Clean Energy Standards

HB 1257, which the Legislature approved and Gov. Jay Inslee signed in 2019, cites studies showing that “energy efficiency is the region’s largest, cheapest, lowest risk energy resource.” The bill’s sponsors expect the state can keep up with energy needs and reduce greenhouse gas emission by setting energy use targets for large commercial buildings.

The word “schools” does not appear within the text of the bill. According to Murphy, inclusion of public schools (and other entities like hospitals and nonprofits) in its requirements was an unintended consequence. The education committees in the House and Senate did not hold hearings on the bill, so it flew under the radar of school officials. And yet, now districts must comply.

The bill sets four tiers for energy efficiency targets for buildings. It requires compliance for the largest buildings, over 220,000 square feet, by 2026. Compliance for other tiers rolls out through 2028. Any building over 50,000 square feet is subject to the law.

Tax incentives are offered for early compliance, beginning in 2023. Otherwise, the state provides no sources of funding for the required upgrades.

‘Millions of dollars of work’

Murphy became aware of the new energy standards while working in the Federal Way School District. When Penisula School District hired her in 2022, she and Gillespie alerted district leaders to requirements of the law. Peninsula does not yet have a detailed analysis of the cost to bring its buildings into compliance, but Murphy has a rough idea.

“We currently believe approximately 65 percent of our school buildings over 50,000 square feet would not meet the energy efficiency standards,” she said. “In order to get into compliance with the way the law is currently written, the district would have millions of dollars of work necessary in 65 percent of our buildings.”

The other 35 percent are buildings under 50,000 square feet or newer builds that would be close to compliance, with only minor work needed.

Peninsula has not yet audited its buildings to determine how much compliance will cost. The district last year cut $12 million from its budget to downsize in line with current enrollment and other factors. The audit alone would be around $150,000 and is only good for a limited period of time, so school officials tabled the idea, Murphy said.

Cost of non-compliance

The district also doesn’t yet have an estimate on the annual penalty for non-compliance. Those could potentially add up to $1 million or more each year, Murphy said. Some officials in other school districts are considering just paying the fee.

“That’s what school districts are doing right now,” she said. “And not even just school districts. I know hospitals that are doing the fine analysis as well, and they’re choosing that it’s cheaper for them right now (once the law goes into effect) to just pay the fine every year than it is to do the work necessary to become compliant.
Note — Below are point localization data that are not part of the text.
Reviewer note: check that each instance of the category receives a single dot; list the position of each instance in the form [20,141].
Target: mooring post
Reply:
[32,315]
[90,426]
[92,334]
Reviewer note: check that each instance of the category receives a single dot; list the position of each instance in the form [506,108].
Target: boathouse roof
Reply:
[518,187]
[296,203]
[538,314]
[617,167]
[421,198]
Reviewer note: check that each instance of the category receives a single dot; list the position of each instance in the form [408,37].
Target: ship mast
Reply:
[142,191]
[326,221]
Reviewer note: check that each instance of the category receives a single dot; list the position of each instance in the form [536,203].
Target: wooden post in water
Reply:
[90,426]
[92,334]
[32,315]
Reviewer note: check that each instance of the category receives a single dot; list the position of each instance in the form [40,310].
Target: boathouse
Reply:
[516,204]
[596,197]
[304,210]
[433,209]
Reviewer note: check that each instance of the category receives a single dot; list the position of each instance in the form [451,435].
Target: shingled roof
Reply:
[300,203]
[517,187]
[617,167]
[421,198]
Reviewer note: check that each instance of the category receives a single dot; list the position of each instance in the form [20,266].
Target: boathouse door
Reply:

Because they can turn around and pay the fee as an annual bill like an annual operational cost, but they can’t come up with the millions of dollars all at once in order to get the building into compliance.”

Impact on bond discussions

New buildings constructed with a bond might solve some of the problem. Except that the new energy standards are a moving target. Compliance is not a one-and-done proposal.

The law requires buildings to achieve a percentage of energy savings on their current use, and they will be reevaluated every five years. So, the bar for compliance gets continually higher.

Each building’s energy use baseline will be based on its age and condition. Newer buildings like Pioneer and Swift Water already have energy efficiencies built in, Murphy said. “So, the thought of coming into a building that’s brand new and having to also find ways to save on the energy side then becomes a little bit more difficult.”

One strategy would be to run a capital-facilities levy to help with compliance, but that could potentially dilute support for a bond. Also, voters just approved two levies in 2023, one for general operations, one for safety and security upgrades.

“And so, we’re putting together this committee, and starting to go through feedback that we get from the community is important now with that conversation in regards to the bond,” Murphy said. “We do have to tie in House Bill 1257 and the requirements of that legislation.”